Methods The authors analysed 7-day objectively measured PA data (NL-2000 pedometer) in 508 females and 267 males. Compliance was defined for the American College of Sports Medicine guideline (ACSM: ≥7.5 to <21 kcal/kg/week and ≥1.5 kcal/kg/day for ≥5 days/week) and the Institute of Medicine guideline (IOM: ≥21 kcal/kg/week and ≥3 kcal/kg/day for 7 days/week).

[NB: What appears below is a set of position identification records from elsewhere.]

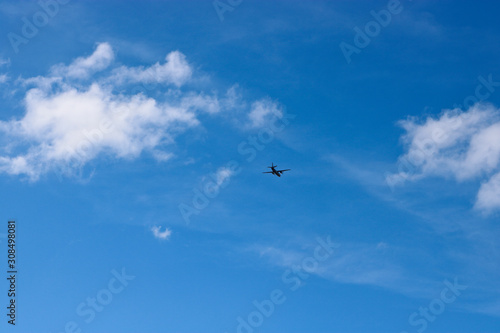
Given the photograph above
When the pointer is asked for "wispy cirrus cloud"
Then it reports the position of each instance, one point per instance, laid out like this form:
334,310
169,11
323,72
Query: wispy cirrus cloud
463,145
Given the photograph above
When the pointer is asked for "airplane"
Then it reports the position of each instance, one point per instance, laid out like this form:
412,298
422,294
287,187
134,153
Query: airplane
276,172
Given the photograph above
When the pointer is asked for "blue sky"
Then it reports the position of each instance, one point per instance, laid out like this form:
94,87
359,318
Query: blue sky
134,135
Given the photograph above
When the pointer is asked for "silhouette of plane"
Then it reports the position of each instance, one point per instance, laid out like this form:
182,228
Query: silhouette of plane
276,172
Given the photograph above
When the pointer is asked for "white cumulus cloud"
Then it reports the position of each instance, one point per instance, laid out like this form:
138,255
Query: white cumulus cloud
72,116
163,235
83,67
463,145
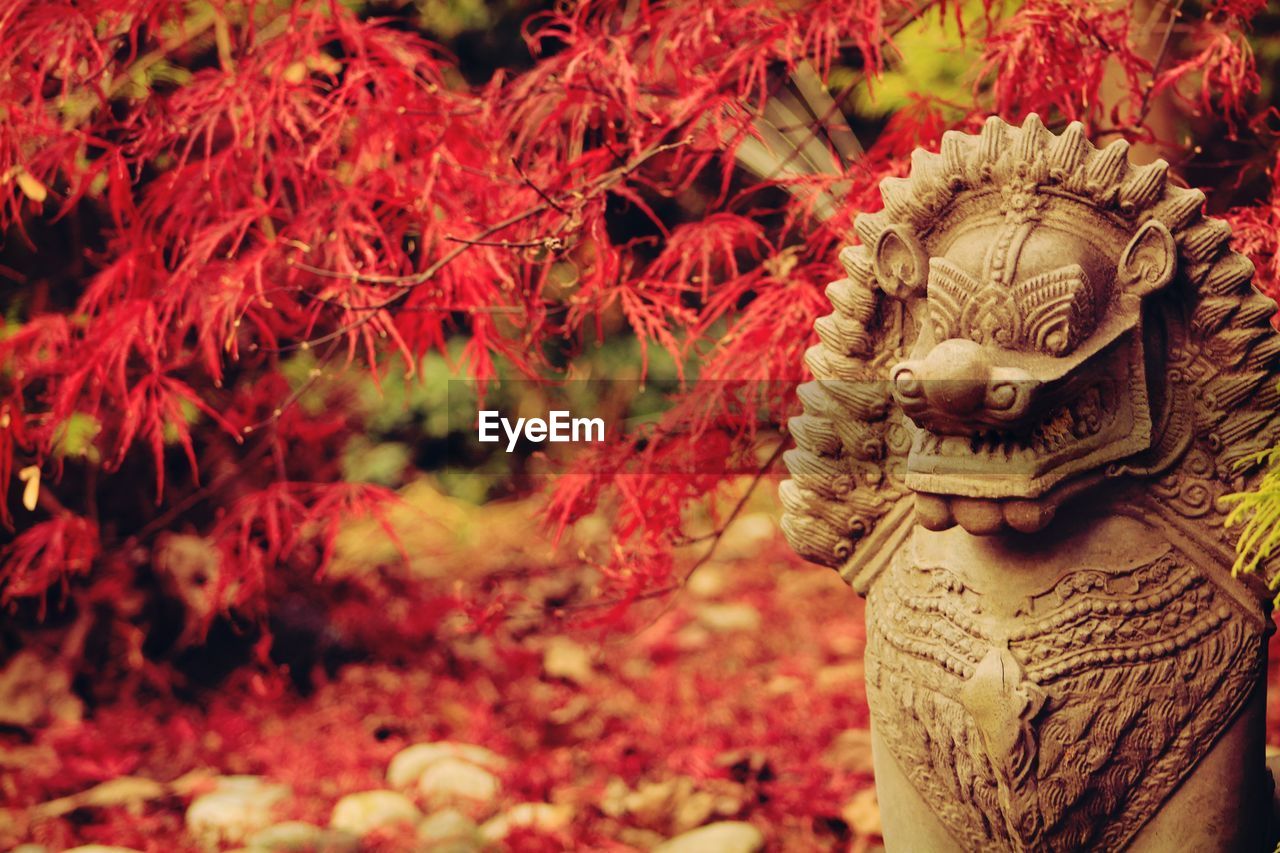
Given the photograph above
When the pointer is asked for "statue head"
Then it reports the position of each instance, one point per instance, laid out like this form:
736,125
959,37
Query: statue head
1027,318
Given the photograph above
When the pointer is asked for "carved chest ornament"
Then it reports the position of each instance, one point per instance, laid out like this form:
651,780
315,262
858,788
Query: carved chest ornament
1037,383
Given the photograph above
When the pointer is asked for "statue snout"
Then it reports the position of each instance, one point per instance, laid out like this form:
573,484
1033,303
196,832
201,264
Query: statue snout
959,383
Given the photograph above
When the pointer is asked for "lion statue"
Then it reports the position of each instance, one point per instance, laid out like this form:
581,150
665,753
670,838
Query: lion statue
1043,372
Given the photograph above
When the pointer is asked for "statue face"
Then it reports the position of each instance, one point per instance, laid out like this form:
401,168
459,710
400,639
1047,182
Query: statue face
1028,373
1008,290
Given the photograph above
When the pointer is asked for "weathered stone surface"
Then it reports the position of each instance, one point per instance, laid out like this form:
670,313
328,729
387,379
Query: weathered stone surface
237,807
726,836
1029,404
407,765
366,811
451,779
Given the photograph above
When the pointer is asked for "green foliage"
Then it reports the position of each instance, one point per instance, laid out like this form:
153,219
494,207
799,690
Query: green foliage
1258,515
931,60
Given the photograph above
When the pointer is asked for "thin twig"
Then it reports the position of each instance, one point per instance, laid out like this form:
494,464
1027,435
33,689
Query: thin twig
533,186
1144,108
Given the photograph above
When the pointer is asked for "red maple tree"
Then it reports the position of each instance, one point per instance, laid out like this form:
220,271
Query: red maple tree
195,195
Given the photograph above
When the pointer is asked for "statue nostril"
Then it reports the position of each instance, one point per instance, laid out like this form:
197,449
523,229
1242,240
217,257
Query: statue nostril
1001,396
906,384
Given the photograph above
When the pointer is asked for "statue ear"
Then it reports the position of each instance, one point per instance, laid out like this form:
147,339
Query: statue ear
1150,259
901,267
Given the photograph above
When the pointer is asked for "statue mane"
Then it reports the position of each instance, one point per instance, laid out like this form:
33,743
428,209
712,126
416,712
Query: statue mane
1220,350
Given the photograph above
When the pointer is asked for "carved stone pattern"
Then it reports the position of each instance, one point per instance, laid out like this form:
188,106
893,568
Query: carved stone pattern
1123,679
1223,357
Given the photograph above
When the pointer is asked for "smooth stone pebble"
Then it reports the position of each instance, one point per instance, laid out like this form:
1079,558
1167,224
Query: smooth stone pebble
407,765
453,779
565,658
370,810
448,826
236,808
300,835
726,836
543,816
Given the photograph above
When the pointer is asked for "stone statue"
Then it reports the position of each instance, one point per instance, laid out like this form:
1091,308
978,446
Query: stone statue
1042,373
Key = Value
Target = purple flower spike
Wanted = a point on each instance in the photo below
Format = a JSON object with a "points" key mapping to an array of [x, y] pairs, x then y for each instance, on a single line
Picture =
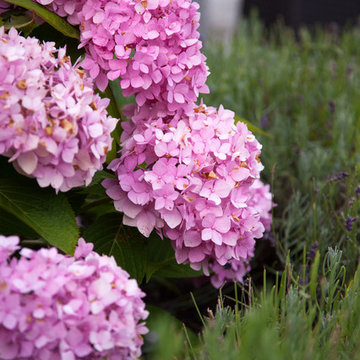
{"points": [[60, 307], [52, 125]]}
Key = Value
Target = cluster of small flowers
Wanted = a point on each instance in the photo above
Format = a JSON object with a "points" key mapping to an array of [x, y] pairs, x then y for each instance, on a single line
{"points": [[152, 44], [52, 125], [60, 307], [190, 177], [235, 270]]}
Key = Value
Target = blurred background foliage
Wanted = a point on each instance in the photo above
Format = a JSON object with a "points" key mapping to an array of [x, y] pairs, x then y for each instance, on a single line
{"points": [[303, 90]]}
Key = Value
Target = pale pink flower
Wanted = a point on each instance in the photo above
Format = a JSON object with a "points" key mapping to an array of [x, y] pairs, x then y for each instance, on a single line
{"points": [[52, 125], [197, 191], [60, 307]]}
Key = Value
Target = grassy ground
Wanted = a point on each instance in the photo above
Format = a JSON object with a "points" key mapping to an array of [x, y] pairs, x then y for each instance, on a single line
{"points": [[305, 95]]}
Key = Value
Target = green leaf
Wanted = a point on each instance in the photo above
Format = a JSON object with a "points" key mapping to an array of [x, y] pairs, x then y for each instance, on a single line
{"points": [[54, 20], [252, 127], [112, 238], [19, 19], [136, 254], [11, 225], [45, 213], [162, 262]]}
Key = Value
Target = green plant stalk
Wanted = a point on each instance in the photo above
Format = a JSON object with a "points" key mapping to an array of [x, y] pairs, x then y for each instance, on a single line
{"points": [[54, 20]]}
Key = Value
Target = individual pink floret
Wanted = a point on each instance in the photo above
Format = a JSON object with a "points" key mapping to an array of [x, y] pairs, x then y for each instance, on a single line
{"points": [[52, 125], [61, 307], [153, 46], [235, 270], [189, 177]]}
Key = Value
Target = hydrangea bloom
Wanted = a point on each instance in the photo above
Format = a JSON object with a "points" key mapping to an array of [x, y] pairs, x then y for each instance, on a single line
{"points": [[153, 45], [52, 125], [235, 270], [60, 307], [65, 8], [189, 177]]}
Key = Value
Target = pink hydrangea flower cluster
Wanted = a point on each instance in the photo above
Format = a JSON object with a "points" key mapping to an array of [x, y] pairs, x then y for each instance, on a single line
{"points": [[4, 6], [52, 125], [190, 178], [235, 270], [153, 45], [60, 307]]}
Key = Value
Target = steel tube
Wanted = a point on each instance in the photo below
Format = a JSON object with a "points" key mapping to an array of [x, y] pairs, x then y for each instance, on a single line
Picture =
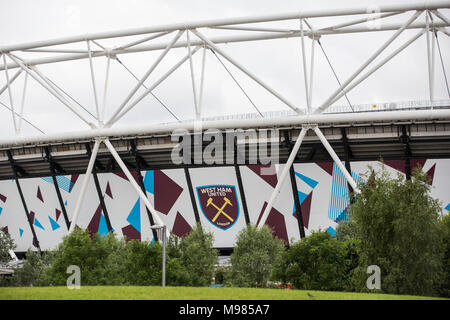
{"points": [[49, 88], [326, 104], [221, 39], [293, 121], [8, 84], [305, 70], [336, 159], [146, 75], [94, 86], [133, 182], [283, 176], [84, 184], [246, 71], [11, 80], [375, 68], [423, 5]]}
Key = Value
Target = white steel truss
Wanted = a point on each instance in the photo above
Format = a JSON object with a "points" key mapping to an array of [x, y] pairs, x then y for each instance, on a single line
{"points": [[309, 118]]}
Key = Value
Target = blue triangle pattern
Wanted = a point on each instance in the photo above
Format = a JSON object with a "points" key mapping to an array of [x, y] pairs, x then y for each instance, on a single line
{"points": [[134, 218], [310, 182], [38, 224], [149, 181], [53, 224], [102, 226]]}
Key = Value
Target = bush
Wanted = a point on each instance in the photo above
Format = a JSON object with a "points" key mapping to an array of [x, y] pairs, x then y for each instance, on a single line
{"points": [[254, 256], [444, 288], [6, 244], [397, 229], [197, 256], [90, 254], [317, 262], [33, 270]]}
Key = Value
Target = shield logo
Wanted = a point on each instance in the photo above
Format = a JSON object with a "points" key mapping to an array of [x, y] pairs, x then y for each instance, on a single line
{"points": [[219, 204]]}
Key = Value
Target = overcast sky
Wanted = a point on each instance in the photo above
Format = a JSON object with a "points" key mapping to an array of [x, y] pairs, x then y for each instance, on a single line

Results The age- and sex-adjusted prevalence for non-compliance, ACSM compliance and IOM compliance in the sample was 7.8%, 55.0% and 37.2%, respectively. Complying with IOM guidelines required substantially more ambulation (14 522 steps/day) than ACSM guidelines (10 837 steps/day) and non-compliance (6420 steps/day) (p<0.0001). Approximately 95% of IOM-compliant subjects and 51% of ACSM-compliant subjects achieved ≥10 000 steps/day on 4–7 days. Compliance with IOM or ACSM guideline was associated with an 87% (p<0.0001) and a 49% (p=0.0647) reduced risk of obesity, respectively. Partial and full IOM compliance was associated with a significantly reduced risk of obesity (OR=0.58 to 0.16, p<0.04).
Conclusions The 10 000 steps/day guideline concurs with the ACSM guideline, whereas IOM compliance required higher ambulation levels. Compared with ACSM compliance, IOM compliance was associated with a lower risk of obesity.